Jouer les Cassandre est un rôle que tiennent admirablement les constructeurs automobiles dans ce genre de situation ; pour autant, ils sont légitimes quand ils demandent des aides gouvernementales pour réussir leur « transition industrielle » vers les véhicules verts (électriques ou à hydrogène). Abandonner les combustibles fossiles ne signe pas la mort de l’industrie automobile, mais l’ouverture d’une nouvelle page de son existence, qui risque de rebattre les cartes.

3 000 MW de puissance renouvelable supplémentaire par an (au minimum)

Au final, la loi vise un minimum de 3 000 MW de puissance électrique renouvelable installée par an en Espagne d’ici 2030, une mesure qui devrait créer 130 000 emplois dans le secteur.
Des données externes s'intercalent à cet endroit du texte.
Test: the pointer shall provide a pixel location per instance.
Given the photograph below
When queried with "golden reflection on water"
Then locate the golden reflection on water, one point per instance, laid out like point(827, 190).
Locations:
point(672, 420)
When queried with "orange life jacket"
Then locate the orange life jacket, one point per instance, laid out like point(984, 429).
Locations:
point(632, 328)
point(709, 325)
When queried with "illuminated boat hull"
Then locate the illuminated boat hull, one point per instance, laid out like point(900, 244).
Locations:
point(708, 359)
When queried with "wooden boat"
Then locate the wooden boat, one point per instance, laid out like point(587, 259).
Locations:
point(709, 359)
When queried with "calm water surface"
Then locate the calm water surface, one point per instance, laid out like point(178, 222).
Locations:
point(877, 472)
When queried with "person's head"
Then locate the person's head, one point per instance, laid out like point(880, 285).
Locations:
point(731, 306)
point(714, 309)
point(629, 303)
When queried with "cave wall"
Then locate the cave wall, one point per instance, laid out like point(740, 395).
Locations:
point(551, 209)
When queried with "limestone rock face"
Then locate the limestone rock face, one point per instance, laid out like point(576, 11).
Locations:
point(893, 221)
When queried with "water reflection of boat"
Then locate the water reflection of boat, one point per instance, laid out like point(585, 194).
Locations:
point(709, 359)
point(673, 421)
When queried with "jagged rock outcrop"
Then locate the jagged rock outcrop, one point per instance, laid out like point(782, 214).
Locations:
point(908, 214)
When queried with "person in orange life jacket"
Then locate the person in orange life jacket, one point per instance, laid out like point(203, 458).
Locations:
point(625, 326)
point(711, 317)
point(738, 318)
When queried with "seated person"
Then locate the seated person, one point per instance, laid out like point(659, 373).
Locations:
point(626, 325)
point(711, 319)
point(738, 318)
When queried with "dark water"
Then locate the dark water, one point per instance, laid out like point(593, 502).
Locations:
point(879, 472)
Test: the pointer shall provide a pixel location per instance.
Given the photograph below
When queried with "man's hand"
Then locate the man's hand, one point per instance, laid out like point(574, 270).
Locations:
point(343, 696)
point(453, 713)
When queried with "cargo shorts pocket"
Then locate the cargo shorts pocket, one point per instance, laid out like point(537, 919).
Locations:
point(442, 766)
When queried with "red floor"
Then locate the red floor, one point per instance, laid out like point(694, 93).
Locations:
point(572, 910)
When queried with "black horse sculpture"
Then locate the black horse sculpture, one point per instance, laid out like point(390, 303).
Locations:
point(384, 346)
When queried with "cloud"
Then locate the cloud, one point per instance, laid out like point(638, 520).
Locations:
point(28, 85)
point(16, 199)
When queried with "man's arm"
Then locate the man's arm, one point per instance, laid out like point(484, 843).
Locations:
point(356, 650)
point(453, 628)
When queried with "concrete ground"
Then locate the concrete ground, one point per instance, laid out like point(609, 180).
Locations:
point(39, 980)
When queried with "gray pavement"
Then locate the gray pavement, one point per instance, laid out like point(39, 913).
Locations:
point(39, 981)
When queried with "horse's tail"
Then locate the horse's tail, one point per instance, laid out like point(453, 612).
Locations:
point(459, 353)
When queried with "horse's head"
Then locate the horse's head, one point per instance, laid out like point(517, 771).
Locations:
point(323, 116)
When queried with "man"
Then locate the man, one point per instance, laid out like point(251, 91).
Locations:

Conscient des enjeux, le président de l’association de producteurs d’énergie renouvelables, José Miguel Villarig, a demandé un « haut niveau de consensus politique » pour cette loi.

C’est bien le point noir de cette annonce. Le gouvernement socialiste au pouvoir est en très forte minorité au Parlement Espagnol. Et il faudra des alliances solides pour faire passer cette excellente loi. En espérant que la classe politique espagnole saura faire fi de ses divergences et de vues électoralistes à court terme, et aura le courage de faire passer et, surtout, d’appliquer ce texte.